EMENTA APELAÇÃO CÍVEL. DIREITO DO CONSUMIDOR. EMPRÉSTIMO CONSIGNADO. INEXISTÊNCIA DA CONTRATAÇÃO. SENTENÇA REFORMADA. RECURSO CONHECIDO E PROVIDO EM PARTE. 1 – Apesar de apresentado o contrato entabulado entre as partes, a instituição financeira não se desincumbiu do ônus de comprovar que a suposta quantia tomada de empréstimo fora depositada em favor do consumidor, o que afasta a perfectibilidade da relação contratual, ensejando a declaração de sua inexistência. 2 – Assim, impõe-se a condenação do banco fornecedor do serviço ao pagamento de indenização por danos morais, que se constituem in re ipsa, e a devolução em dobro da quantia que fora indevidamente descontada (repetição do indébito – art. 42, parágrafo único, do CDC). 3 – No que se refere ao quatum indenizatório relativo aos danos morais, entendo que o valor arbitrado na origem, a saber, R$ 5.000,00 (cinco mil reais), é desproporcional, e deve ser reduzido para R$ 3.000,00 (três mil reais), quantum esse compatível com o caso em exame e que vem sendo adotado pelos integrantes desta 4ª Câmara Especializada Cível em casos semelhantes 4 – Recurso conhecido e provido parcialmente.

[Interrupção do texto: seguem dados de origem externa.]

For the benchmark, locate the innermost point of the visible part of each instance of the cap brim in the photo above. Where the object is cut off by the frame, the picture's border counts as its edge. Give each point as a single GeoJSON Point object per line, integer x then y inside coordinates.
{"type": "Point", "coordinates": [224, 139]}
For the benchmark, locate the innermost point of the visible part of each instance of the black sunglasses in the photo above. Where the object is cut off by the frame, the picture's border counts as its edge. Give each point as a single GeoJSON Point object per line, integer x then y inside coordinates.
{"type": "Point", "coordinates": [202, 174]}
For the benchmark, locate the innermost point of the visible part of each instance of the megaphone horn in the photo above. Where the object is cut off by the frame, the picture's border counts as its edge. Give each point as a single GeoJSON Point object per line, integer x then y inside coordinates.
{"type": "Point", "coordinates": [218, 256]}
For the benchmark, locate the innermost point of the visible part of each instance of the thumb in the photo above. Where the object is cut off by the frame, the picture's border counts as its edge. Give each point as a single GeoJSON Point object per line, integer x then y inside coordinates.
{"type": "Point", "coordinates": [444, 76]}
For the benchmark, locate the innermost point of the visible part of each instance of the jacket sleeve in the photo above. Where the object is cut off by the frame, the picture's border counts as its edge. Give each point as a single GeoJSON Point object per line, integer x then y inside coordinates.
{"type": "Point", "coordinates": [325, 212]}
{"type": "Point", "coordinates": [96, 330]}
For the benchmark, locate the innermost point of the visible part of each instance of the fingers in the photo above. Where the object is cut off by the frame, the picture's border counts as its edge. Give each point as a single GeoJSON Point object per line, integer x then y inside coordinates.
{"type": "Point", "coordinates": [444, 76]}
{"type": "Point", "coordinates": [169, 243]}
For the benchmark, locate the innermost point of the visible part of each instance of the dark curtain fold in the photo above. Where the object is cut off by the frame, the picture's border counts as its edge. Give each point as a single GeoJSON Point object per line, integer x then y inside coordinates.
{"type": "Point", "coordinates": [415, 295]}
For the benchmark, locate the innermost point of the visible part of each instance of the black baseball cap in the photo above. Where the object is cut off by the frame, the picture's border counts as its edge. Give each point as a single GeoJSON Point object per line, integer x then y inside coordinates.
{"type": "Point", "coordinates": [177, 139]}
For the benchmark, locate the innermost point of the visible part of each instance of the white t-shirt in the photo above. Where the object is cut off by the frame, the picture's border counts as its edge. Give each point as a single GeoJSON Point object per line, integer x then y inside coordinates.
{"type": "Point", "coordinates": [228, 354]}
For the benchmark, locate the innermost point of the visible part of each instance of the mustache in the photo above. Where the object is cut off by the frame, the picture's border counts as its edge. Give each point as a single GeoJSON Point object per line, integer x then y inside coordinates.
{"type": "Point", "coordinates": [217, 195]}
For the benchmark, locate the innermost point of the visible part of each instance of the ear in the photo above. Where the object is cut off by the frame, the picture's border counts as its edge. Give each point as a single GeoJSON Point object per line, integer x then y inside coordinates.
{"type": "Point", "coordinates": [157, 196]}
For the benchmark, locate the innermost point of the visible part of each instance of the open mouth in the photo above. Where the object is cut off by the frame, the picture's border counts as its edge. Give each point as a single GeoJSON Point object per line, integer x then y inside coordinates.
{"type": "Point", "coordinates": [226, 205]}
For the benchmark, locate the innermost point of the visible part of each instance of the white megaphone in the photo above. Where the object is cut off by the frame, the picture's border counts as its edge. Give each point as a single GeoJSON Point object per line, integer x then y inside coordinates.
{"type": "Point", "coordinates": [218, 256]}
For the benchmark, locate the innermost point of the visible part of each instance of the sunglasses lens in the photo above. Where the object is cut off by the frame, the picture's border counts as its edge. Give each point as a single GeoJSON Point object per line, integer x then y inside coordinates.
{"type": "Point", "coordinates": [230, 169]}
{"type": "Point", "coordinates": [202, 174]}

(TJPI | Apelação Cível Nº 0800655-33.2018.8.18.0065 | Relator: Oton Mário José Lustosa Torres | 4ª CÂMARA ESPECIALIZADA CÍVEL | Data de Julgamento: 28/05/2021 )


No tocante à fixação do montante indenizatório, entendo que o valor de R$ 5.000,00 (tcinco mil reais) está em consonância com os princípios da proporcionalidade e da razoabilidade, conforme jurisprudência desta colenda 4ª Câmara Especializada Cível.


É o quanto basta.


V. DISPOSITIVO


Com estes fundamentos, DOU PROVIMENTO ao recurso, para determinar à devolução em dobro do que fora descontado dos proventos da parte autora, bem como a majoração do quantum indenizatório a título de danos morais para o montante de R$ 5.000,00 (cinco mil reais).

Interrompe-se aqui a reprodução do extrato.